Problematically, current techniques for executing conditional branch statements may be limited to checking one condition at a time. As a result, devices that implement conditional branching techniques can be expensive in execution cycles. Furthermore, when compiled down to binary program instructions, conditional branch statements increase the size of a program and thus the memory requirements of the executing device.

SUMMARY

Disclosed herein are improvements to the compilation and execution of multi-condition branch statements. In various example embodiments, a conditional branch instruction (CBI) is introduced that directs a processing system, or components thereof, to aggregate multiple condition checks of a conditional branch statement, thereby reducing the number of execution cycles required to evaluate multiple conditions.

In one example embodiment, a system includes instruction fetch circuitry, decoder circuitry coupled to the instruction circuitry, and condition aggregation circuitry coupled to the decoder circuitry. The instruction fetch circuitry fetches a CBI from a memory. The CBI identifies multiple register locations and a condition aggregation operation. The condition aggregation operation identifies the multiple condition checks to be performed by condition aggregation circuitry. The instruction fetch circuitry provides the CBI to the decoder circuitry. In response, the decoder circuitry causes the condition aggregation circuitry to perform the multiple conditions checks with respect to values stored in the multiple register locations.

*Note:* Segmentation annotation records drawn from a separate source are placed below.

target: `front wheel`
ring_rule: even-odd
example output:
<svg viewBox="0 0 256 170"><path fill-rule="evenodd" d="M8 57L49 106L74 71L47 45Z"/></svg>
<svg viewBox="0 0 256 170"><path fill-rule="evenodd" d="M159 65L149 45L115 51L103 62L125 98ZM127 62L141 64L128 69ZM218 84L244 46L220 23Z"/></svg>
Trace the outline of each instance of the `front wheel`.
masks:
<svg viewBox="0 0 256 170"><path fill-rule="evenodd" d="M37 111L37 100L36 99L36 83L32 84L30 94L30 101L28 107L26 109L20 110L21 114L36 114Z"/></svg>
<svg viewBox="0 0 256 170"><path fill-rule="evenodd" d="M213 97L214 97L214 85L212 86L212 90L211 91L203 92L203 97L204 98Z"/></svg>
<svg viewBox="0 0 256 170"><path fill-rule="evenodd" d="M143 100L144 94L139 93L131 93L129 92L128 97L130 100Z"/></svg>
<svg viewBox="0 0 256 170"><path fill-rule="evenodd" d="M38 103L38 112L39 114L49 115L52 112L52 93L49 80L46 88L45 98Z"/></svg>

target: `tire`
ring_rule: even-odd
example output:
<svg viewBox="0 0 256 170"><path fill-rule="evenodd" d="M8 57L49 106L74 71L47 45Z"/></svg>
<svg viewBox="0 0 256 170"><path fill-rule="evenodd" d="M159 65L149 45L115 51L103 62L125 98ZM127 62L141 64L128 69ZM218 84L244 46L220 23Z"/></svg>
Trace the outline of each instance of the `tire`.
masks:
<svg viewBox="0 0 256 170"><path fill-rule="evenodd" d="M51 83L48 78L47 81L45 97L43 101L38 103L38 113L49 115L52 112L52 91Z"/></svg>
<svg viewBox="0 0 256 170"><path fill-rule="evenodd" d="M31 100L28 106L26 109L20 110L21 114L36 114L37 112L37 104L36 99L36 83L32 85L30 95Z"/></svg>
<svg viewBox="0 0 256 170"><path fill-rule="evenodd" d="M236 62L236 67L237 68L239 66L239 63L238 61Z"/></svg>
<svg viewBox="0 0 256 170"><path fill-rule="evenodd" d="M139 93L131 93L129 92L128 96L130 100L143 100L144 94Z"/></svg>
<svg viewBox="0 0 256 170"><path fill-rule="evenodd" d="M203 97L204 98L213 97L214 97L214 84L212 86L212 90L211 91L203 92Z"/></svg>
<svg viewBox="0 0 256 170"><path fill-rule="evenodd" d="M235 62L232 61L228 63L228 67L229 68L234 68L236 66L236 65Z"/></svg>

This Summary is provided to introduce a selection of concepts in a simplified form that are further described below in the Detailed Description. It may be understood that this Summary is not intended to identify key features or essential features of the claimed subject matter, nor is it intended to be used to limit the scope of the claimed subject matter.

BRIEF DESCRIPTION OF THE DRAWINGS

Many aspects of the disclosure may be better understood with reference to the following drawings. The components in the drawings are not necessarily to scale, emphasis instead being placed upon clearly illustrating the principles of the present disclosure. Moreover, in the drawings, like reference numerals designate corresponding parts throughout the several views. While several embodiments are described in connection with these drawings, the disclosure is not limited to the embodiments disclosed herein. On the contrary, the intent is to cover all alternatives, modifications, and equivalents.

FIG. 1 illustrates an operating environment in an implementation.

FIG. 2 illustrates a conditional branch aggregation process in an implementation.

FIG. 3 illustrates an operational sequence in an implementation.

FIG. 4 illustrates an operating environment in an implementation.

FIGS. 5A, 5B, 5C, 5D, and 5E illustrate an operational scenario in an implementation.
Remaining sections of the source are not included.